Eric Schmidt gets a job at the Pentagon

Google Chairman: Tim Cook is wrong about us
Google Chairman: Tim Cook is wrong about us

Alphabet Chairman and former Google CEO Eric Schmidt is heading up a new effort to make the Pentagon more tech savvy.

Secretary of Defense Ashton Carton on Wednesday appointed Schmidt the head of a new Defense Innovation Advisory Board, which will help the Pentagon keep up with the latest Silicon Valley ideas and apply them at the Department of Defense.

The board will address problems in the way the Pentagon uses technology, and it will be tasked with offering "quick solutions." Schmidt's group will have no access to information about military operations strategy.

Schmidt will oversee a group of up to 11 other board members, who also have led large private companies and public organizations.

Carter said Schmidt has a "unique perspective on the latest practices in harnessing and encouraging innovation."

Schmidt had been a powerful advocate and confidant of President Obama in the early days of his administration. But Schmidt and the White House have had a more fractious relationship in recent years.

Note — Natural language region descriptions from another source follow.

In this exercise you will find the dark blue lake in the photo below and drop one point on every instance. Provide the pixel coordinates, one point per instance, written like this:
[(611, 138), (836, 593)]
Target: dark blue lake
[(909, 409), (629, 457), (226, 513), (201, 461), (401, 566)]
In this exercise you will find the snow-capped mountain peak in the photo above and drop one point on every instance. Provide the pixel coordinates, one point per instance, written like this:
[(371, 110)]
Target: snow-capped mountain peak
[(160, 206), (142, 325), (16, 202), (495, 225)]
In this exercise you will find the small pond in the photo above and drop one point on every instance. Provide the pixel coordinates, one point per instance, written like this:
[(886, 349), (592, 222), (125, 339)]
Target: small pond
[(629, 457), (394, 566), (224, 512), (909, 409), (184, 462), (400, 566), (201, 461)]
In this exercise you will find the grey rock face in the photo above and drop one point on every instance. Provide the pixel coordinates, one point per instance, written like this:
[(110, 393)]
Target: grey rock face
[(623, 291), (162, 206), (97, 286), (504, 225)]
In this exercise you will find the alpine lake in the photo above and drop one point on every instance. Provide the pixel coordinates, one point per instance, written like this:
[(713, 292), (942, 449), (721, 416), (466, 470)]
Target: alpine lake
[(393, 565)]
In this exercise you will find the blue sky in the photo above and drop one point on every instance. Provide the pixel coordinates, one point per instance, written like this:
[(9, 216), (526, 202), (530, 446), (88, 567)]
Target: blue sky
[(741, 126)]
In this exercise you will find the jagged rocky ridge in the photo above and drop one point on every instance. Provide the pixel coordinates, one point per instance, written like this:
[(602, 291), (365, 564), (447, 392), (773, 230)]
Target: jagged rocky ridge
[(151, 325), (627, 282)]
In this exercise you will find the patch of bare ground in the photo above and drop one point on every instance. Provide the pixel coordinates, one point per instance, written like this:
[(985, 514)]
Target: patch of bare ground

Related: Pentagon orders Windows 10 to be installed on all of its PCs

The FTC very nearly sued Google for antitrust violations in 2013 after a a hard-fought behind the scenes battle. Schmidt and Google have been strong opponents to the administration's policies on data collection, and Alphabet (GOOGL) is expected to file a brief supporting Apple in its fight against the FBI's encryption unlocking demands.

Yet Schmidt remained in Obama's good graces, often appearing at technology leader summits -- and now chairing a Pentagon innovation board.

Also Wednesday, the Pentagon announced a "Hack the Pentagon" bug bounty program, which will pay hackers who discover vulnerabilities in the Department of Defense's systems. Bug bounties are a commonly used tool in Silicon Valley to help companies discover vulnerabilities before they're exploited by bad actors.

The Pentagon said its bug bounty would be done in a "controlled environment," and the hackers would be vetted first.

The Defense Department frequently attempts to recruit hackers to help it combat attackers and fight battles in cyberspace.